As mentioned in the country’s Millennium Development Goals, Indonesia aimed to reduce its fertility rate to 2.1 by 2014. The rate indicates the average amount of births per Indonesian woman.
“Currently, instances of early marriage are increasing, and teenagers under 20 years old are sexually active,” she said, noting that rural areas were more likely to produce child brides.
“Early marriage increases the risk of mothers dying in labor, since they are giving birth to a baby when their reproductive organs are not fully developed,” she said.
Previously, Sudibyo Alimoeso, the acting chief of the National Family Planning Coordinating Board (BKKBN), voiced concern over Indonesia’s high maternal mortality rate, which recently reached 17,520 cases per year, or two people per hour.
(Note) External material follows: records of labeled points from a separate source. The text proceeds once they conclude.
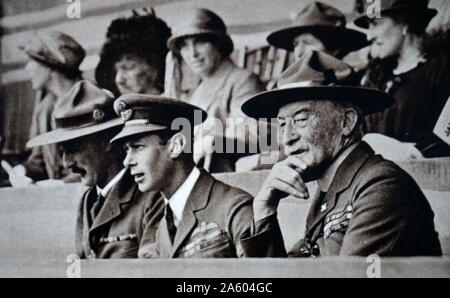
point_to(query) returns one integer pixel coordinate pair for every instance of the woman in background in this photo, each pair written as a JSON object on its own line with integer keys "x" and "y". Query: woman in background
{"x": 415, "y": 69}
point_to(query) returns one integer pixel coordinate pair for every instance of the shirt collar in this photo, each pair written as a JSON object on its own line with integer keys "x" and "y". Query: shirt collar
{"x": 107, "y": 189}
{"x": 324, "y": 182}
{"x": 179, "y": 199}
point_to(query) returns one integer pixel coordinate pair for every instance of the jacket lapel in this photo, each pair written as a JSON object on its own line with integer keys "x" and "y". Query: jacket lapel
{"x": 342, "y": 180}
{"x": 198, "y": 200}
{"x": 86, "y": 221}
{"x": 165, "y": 245}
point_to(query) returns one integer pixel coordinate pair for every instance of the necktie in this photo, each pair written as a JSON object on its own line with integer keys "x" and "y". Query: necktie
{"x": 97, "y": 206}
{"x": 172, "y": 229}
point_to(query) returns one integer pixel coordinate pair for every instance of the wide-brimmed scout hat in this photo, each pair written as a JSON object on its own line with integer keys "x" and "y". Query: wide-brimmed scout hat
{"x": 86, "y": 109}
{"x": 201, "y": 22}
{"x": 418, "y": 8}
{"x": 144, "y": 35}
{"x": 326, "y": 23}
{"x": 55, "y": 49}
{"x": 316, "y": 76}
{"x": 144, "y": 113}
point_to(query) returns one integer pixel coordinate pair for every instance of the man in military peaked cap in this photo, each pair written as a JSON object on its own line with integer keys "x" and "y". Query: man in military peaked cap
{"x": 203, "y": 216}
{"x": 114, "y": 218}
{"x": 364, "y": 204}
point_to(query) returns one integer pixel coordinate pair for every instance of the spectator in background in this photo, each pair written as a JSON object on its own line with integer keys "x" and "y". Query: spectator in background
{"x": 201, "y": 40}
{"x": 319, "y": 27}
{"x": 53, "y": 66}
{"x": 415, "y": 69}
{"x": 132, "y": 59}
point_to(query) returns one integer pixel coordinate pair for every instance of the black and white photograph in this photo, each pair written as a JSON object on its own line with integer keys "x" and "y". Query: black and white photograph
{"x": 213, "y": 139}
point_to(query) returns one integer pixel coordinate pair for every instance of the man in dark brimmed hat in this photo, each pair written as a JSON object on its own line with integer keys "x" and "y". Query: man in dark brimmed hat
{"x": 204, "y": 217}
{"x": 364, "y": 204}
{"x": 114, "y": 218}
{"x": 132, "y": 59}
{"x": 320, "y": 27}
{"x": 53, "y": 65}
{"x": 202, "y": 41}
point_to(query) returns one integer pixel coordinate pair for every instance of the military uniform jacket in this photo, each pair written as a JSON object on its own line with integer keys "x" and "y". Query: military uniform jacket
{"x": 372, "y": 207}
{"x": 127, "y": 221}
{"x": 215, "y": 217}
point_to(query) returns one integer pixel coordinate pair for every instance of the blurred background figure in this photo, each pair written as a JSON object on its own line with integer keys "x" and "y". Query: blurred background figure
{"x": 201, "y": 41}
{"x": 319, "y": 27}
{"x": 132, "y": 60}
{"x": 53, "y": 66}
{"x": 414, "y": 67}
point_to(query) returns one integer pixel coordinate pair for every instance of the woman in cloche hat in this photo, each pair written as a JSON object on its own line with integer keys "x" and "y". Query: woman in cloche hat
{"x": 132, "y": 59}
{"x": 319, "y": 27}
{"x": 201, "y": 40}
{"x": 413, "y": 70}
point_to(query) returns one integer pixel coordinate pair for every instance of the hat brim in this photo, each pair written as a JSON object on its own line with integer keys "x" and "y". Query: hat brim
{"x": 132, "y": 130}
{"x": 267, "y": 104}
{"x": 173, "y": 42}
{"x": 60, "y": 135}
{"x": 349, "y": 40}
{"x": 429, "y": 14}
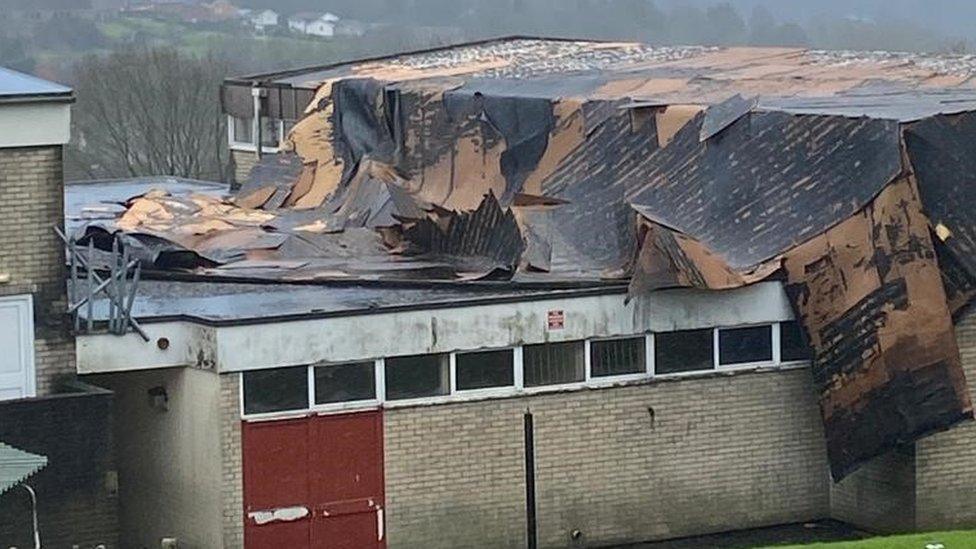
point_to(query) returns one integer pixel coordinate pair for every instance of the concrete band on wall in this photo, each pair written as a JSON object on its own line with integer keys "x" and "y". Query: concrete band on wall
{"x": 233, "y": 348}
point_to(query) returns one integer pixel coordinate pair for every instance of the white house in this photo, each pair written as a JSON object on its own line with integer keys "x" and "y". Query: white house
{"x": 263, "y": 19}
{"x": 317, "y": 24}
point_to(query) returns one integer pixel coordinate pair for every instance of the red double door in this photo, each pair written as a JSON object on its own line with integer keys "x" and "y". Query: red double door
{"x": 314, "y": 482}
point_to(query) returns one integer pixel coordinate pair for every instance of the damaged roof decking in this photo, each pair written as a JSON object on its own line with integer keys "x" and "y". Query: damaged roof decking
{"x": 587, "y": 162}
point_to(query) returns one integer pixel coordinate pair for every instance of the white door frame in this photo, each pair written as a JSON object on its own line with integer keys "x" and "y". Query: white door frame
{"x": 25, "y": 304}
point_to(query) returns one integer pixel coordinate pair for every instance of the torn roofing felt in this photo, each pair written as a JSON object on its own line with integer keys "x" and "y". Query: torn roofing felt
{"x": 846, "y": 175}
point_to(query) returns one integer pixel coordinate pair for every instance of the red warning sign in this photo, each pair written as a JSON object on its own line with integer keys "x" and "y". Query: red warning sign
{"x": 556, "y": 320}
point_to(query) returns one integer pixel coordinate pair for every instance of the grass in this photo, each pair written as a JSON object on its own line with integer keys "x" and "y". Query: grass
{"x": 931, "y": 540}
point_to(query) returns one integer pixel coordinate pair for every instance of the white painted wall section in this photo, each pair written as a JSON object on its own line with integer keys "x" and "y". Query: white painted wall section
{"x": 35, "y": 124}
{"x": 347, "y": 339}
{"x": 185, "y": 344}
{"x": 372, "y": 336}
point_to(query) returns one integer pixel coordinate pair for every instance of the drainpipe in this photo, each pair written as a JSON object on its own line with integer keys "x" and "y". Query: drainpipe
{"x": 256, "y": 94}
{"x": 37, "y": 532}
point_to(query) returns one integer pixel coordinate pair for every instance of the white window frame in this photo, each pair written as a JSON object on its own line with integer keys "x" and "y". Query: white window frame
{"x": 518, "y": 388}
{"x": 619, "y": 378}
{"x": 246, "y": 146}
{"x": 561, "y": 386}
{"x": 486, "y": 391}
{"x": 773, "y": 340}
{"x": 348, "y": 404}
{"x": 25, "y": 303}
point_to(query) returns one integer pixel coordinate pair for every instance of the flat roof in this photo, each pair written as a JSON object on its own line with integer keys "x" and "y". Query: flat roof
{"x": 218, "y": 303}
{"x": 87, "y": 201}
{"x": 896, "y": 85}
{"x": 20, "y": 87}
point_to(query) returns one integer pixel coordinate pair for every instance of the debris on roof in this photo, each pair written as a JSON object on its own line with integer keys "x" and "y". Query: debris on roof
{"x": 669, "y": 167}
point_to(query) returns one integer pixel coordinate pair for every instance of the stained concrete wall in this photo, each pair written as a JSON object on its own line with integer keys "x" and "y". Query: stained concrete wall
{"x": 880, "y": 496}
{"x": 721, "y": 452}
{"x": 244, "y": 161}
{"x": 77, "y": 499}
{"x": 946, "y": 462}
{"x": 170, "y": 474}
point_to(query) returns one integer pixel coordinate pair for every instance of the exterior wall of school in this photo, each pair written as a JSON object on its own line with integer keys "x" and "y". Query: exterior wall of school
{"x": 170, "y": 466}
{"x": 243, "y": 162}
{"x": 31, "y": 204}
{"x": 945, "y": 477}
{"x": 651, "y": 461}
{"x": 721, "y": 451}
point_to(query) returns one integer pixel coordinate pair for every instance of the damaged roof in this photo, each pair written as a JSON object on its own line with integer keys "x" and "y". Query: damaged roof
{"x": 551, "y": 161}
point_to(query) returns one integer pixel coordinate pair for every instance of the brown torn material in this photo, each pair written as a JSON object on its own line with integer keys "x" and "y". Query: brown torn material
{"x": 255, "y": 199}
{"x": 870, "y": 296}
{"x": 671, "y": 119}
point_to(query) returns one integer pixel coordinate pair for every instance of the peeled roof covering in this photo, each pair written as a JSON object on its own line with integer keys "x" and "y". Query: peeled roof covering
{"x": 17, "y": 465}
{"x": 845, "y": 175}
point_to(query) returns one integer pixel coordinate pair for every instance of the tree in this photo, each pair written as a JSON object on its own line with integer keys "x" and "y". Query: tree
{"x": 148, "y": 112}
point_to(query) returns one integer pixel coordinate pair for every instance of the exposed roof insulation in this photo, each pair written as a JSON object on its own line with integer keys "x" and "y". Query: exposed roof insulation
{"x": 669, "y": 167}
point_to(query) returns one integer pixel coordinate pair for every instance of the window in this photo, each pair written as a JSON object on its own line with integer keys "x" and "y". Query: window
{"x": 745, "y": 345}
{"x": 286, "y": 127}
{"x": 792, "y": 342}
{"x": 683, "y": 351}
{"x": 345, "y": 382}
{"x": 553, "y": 363}
{"x": 270, "y": 128}
{"x": 241, "y": 130}
{"x": 417, "y": 376}
{"x": 485, "y": 369}
{"x": 275, "y": 390}
{"x": 617, "y": 357}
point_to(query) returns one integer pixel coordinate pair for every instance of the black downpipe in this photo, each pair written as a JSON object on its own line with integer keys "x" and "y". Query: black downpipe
{"x": 531, "y": 542}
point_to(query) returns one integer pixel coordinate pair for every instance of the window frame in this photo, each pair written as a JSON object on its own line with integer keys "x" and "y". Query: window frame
{"x": 646, "y": 373}
{"x": 348, "y": 404}
{"x": 773, "y": 341}
{"x": 560, "y": 386}
{"x": 518, "y": 387}
{"x": 249, "y": 146}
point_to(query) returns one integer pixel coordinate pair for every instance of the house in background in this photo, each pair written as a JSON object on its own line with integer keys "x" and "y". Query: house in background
{"x": 263, "y": 19}
{"x": 315, "y": 24}
{"x": 44, "y": 409}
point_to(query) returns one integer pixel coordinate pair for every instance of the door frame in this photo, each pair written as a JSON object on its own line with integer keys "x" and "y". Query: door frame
{"x": 25, "y": 302}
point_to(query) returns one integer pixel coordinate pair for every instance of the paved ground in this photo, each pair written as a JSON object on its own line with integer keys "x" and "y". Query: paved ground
{"x": 824, "y": 530}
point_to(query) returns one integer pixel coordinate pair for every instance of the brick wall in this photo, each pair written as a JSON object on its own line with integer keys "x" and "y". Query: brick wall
{"x": 880, "y": 496}
{"x": 31, "y": 202}
{"x": 232, "y": 488}
{"x": 243, "y": 162}
{"x": 721, "y": 452}
{"x": 76, "y": 491}
{"x": 945, "y": 471}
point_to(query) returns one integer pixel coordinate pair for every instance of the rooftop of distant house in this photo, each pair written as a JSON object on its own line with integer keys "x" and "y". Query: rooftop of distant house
{"x": 19, "y": 87}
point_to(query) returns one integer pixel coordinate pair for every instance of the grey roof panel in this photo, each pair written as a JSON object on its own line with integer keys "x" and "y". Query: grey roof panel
{"x": 13, "y": 83}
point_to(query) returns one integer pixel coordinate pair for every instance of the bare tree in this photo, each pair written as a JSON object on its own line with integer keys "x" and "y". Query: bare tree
{"x": 148, "y": 112}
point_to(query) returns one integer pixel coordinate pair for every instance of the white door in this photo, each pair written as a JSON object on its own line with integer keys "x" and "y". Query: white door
{"x": 16, "y": 347}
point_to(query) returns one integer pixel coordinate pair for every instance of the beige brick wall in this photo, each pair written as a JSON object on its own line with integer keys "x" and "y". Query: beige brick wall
{"x": 232, "y": 487}
{"x": 722, "y": 452}
{"x": 880, "y": 496}
{"x": 946, "y": 462}
{"x": 243, "y": 162}
{"x": 31, "y": 203}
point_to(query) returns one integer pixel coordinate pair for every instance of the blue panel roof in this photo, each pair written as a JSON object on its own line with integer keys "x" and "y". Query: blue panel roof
{"x": 16, "y": 465}
{"x": 13, "y": 83}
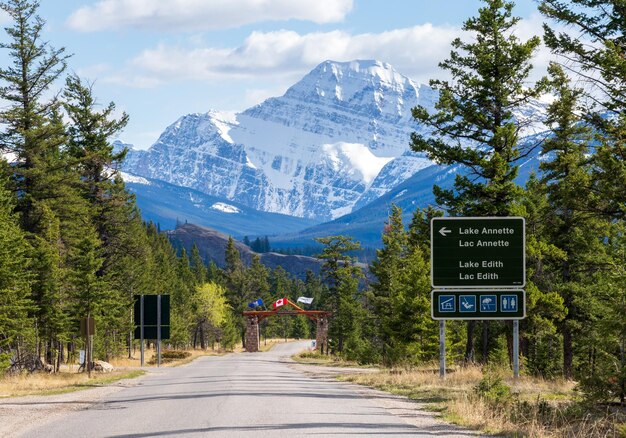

He attributed child marriage as one of the contributing factors to the number.
The BKKBN set up an information and counseling campaign to provide more information about the risks of childbirth for sexually immature women, though the program has only been introduced in non-Islamic schools.
Though the country has seen a major decline in its number of child brides, 22 percent of Indonesian women aged 20 to 24 were married before the age of 18, according to a United Nations report.
The report, called “Marrying Too Young,” was released in October of last year by the UN Population Fund (UNFPA) to mark the inaugural International Day of the Girl Child. It warned that 142 million girls worldwide could be married before the age of 18 within the next decade if current global trends continued.
From 2000 to 2011, the report noted, an estimated 34 percent of women aged 20 to 24 in developing regions were married or in union before their 18th birthday.
“In 2010 this was equivalent to almost 67 million women. About 12 percent were married or in union before age 15,” it said.
It also identified Indonesia as one of 48 countries worldwide where the prevalence of child marriages had declined by more than 10 percent in recent years, but noted that the prevalence still remained high, particularly in rural areas.